When they began to feed the generated slop back to the models, they deepen the “fundamental problem” even further.

The most recent models produce an excelent verbiage but the code is out of sync with it.

This fact is very easy to undestand and explain – the verbiage and the code live in the very different “regions” of the model’s representation (weight matrix or whatever it is) and these regions are getting tuned (reinforced) at a very different rates and thus do not converge as they are expecting.

The verbiage is full of the correct, principle guided semantic promises (assertions), based on the just-right type-level techniques, but the code is just a simplistic imperative crap which uses some right abstractions.

I am Jack’s absolute lack of surprice here.
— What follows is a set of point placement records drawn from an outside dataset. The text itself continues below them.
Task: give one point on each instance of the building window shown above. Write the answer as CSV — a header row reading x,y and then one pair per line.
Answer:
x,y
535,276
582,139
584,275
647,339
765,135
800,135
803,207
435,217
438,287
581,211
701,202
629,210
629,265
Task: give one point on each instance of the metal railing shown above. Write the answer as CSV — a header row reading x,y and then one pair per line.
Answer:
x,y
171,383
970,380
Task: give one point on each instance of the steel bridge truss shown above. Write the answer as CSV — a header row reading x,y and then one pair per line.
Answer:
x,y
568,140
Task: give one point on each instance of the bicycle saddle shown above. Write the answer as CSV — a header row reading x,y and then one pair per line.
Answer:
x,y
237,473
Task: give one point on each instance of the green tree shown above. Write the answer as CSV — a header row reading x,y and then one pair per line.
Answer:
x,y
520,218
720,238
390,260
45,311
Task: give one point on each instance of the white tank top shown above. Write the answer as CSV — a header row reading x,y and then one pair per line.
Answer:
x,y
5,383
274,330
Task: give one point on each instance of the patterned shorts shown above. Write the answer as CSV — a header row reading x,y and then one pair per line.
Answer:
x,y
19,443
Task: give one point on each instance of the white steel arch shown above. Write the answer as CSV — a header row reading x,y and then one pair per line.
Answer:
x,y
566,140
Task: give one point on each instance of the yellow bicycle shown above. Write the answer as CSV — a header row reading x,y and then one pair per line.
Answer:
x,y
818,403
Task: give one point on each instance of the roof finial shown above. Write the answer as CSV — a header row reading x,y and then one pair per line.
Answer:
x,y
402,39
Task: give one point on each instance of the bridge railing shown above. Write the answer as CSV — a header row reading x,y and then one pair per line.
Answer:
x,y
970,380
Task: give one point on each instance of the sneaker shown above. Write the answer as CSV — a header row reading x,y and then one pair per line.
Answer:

The training data does not contain a refined, principle-guided literally crafted pure functional Rust code (which is easy to write by restricting the code to the move semantics and compiler-guaranteed referential transparency via immutable references, mimiking the immutable bindings and prersistent data of the pure languages).

What it spews out is just right and theoretically correct false promises and false assertions about the code. The code only appears as conforming to the accompanying verbiage. The Maya (the Cognitive Illusion) is almost perfect but one could see through it.

The reason is that the code has a lot more actual “structure” in its syntax (and the underlaying semantics which a model does not even ‘see’) so it only provides the best syntax it has, but, of course, it is, in principle, NOT what the surrounding verbiage asserts.

Even the comments can easily be off, but this divergence is even more subtle. The comments can easily be stale or simply errornous and there is no way, in principle, the model could “see” it, just as it cannot see “how many ‘r’ is in strawberry” – the same applied principle at work.

Think yourself of being an Upanishadic seer who sees the veil of Maya (and through it) for the very first time.

One more time – what you are looking at in your LLM’s output is a very sophisticated, computationally intense and expensive (but still a brute-force) cognitive illusion.

Since Anthropic add the actual compiler into the feedback loop, it gives you the code that runs and has no errors, but, again, when the engine is fixing the compiler errors it moves away from the verbiage and does not update it – the same fundamental problem of stale or outdate comments, but at the level of human cognition

Here is an example of verbiage even a local model can produce:

  • Style: Functional programming textbook style (pure, immutable, referential transparency).
  • Language: Rust 2024 (latest features: `Result`, `Option`, `match`, `traits`, `Algebraic Data Types`).
  • Architecture: Layered DSLs with abstraction barriers, orthogonal modules, high-level stateless interfaces.
  • Coding Standards:
    • No `mut`, no mutable references (use pipelines/moves).
    • No nulls, no imperative loops (use iterators/combinators).
    • No naked primitives (use “new-type” wrappers/ADTs).
    • Smart constructors for invariant enforcement.
    • Traits for duck-typing/constraints (Eq, Ord, Semigroup, Monoid, Functor-like).

But the code is an imperative crap because it autocompletes from what it has been trained with and the code blocks are alost always “verbatim” (it will fail if it “chooses” a slightly wrong variable name or a different symbol).

There will be a lot of surprises for those who cannot see things as they really are.